By this point, it wouldn’t have been a surprise if Boone had said yes. (For the record, according to Dockett, Boone said “Nah.”). Four prominent 49ers stepped away from the game since March, decisions that ranged from “probable occurrence” in the case of Justin Smith to “this-has-to-be-a-joke astonishment” when it came to Chris Borland.
The retirements have punctuated a rotten-news offseason in San Francisco, one in which the team not only lost most of its coaching staff but also a dozen players – either through retirement, free agency, trade or release – who started six or more games last season.
The reaction in some circles has been that this must somehow be an aftershock of the decision to part ways with coach Jim Harbaugh in December. That is, the players feel lost and adrift without Harbaugh and don’t like his replacement, Jim Tomsula.
That’s not accurate. If anything, the average 49ers player probably would rather go to work for the congenial Tomsula than the intense and ever-pressing Harbaugh. Boone, for instance, recently said that after playing under Harbaugh a while “you just want to kick his (butt).”
No, it’s hard to wrap the 49ers’ retirement trend with a nice, pretty bow.
Smith and inside linebacker Patrick Willis retired, they said, because their bodies no longer would perform to their expectations. Smith had contemplated it in previous seasons.
Borland and Anthony Davis worried about concussions. Borland, 24, said he was concerned the impact a football career would have on his brain. Davis, 25, suffered a concussion in November that obviously opened his eyes to the effects of head trauma.
He didn’t miss a start in his first four seasons. His fifth season, however, was a disaster for him physically as hamstring, knee and head injuries knocked him out of all or some of 11 games.
If there are themes to all the retirements, the first is probably a mundane one: Football is a rough sport.
The 49ers went deep into the playoffs the previous three years and did so with a demanding, driving coach. It took a physical and mental toll on the players, perhaps more than anyone realized.
Another theme: Once one player retires unexpectedly, it opens the door, or removes the taboo, for another to do the same.

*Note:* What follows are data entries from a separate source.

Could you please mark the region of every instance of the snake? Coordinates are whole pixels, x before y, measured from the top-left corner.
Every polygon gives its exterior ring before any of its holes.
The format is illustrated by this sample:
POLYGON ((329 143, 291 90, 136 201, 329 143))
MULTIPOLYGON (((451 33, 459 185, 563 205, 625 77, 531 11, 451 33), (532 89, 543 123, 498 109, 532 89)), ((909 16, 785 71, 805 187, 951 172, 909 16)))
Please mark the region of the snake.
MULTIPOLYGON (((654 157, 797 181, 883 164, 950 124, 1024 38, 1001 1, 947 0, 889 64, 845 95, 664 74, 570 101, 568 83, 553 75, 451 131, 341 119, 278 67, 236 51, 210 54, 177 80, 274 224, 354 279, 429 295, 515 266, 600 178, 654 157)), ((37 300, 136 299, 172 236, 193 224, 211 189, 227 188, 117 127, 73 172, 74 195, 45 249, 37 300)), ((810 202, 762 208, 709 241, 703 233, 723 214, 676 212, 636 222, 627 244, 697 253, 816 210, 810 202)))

A similar phenomenon happened to the 49ers in 2010 – another decidedly tough season in Santa Clara – when running back Glen Coffee suddenly quit the team. A few days later, defensive lineman Kentwan Balmer essentially did the same, triggering a trade to the Seahawks.
A final reason: Super Bowl expectations aren’t as rampant in the locker room as they were a year ago when the 49ers felt they were on the cusp of a championship.

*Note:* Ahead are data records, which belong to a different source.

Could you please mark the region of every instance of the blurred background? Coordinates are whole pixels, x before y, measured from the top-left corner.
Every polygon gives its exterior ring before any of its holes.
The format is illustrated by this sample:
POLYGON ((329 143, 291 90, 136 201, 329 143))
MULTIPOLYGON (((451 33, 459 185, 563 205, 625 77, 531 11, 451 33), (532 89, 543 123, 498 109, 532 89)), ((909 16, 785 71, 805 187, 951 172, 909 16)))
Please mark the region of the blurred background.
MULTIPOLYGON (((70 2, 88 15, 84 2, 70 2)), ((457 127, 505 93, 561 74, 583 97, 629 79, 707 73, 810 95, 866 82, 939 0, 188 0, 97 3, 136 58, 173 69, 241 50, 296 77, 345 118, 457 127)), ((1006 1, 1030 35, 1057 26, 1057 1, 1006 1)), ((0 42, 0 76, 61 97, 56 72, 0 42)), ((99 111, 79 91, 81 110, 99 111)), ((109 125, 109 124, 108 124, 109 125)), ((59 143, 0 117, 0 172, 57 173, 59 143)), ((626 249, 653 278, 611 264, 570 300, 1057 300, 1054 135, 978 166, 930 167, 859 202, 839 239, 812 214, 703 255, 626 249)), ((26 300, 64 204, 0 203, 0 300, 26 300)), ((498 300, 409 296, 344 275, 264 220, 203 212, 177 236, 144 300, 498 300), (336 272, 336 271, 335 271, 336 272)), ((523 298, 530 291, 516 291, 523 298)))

If they were, it’s hard to imagine Smith retiring with a year left on his contract and his skill level – compared to the average defensive lineman – still high. Same goes for Willis.

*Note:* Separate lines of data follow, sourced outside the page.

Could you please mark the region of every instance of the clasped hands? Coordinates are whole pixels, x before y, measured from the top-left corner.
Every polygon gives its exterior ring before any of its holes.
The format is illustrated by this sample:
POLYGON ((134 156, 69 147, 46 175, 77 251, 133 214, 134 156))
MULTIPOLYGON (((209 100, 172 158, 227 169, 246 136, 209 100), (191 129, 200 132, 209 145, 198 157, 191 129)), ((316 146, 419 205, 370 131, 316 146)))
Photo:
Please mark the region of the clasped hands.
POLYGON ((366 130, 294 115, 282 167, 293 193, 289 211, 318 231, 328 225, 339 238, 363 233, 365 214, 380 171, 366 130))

Running back Frank Gore, meanwhile, chose Indianapolis in free agency over the team with which he had spent the past decade. Money was a factor, for sure. But so was this: Gore felt he had a better shot at a championship playing with Andrew Luck and the Colts than he did the 49ers.
Of course, not every 49ers player feels the window has slammed shut.
Both Dockett and receiver Anquan Boldin, for instance, spoke confidently about the team’s talent and prospects in recent days. Both are multiyear veterans who command respect, and their words and tone underscored the point they were making: Just because leaders have left the team doesn’t mean the 49ers lack leadership.
Said Boldin: “If you’re not playing to win a championship, then you don’t need to be in this locker room.”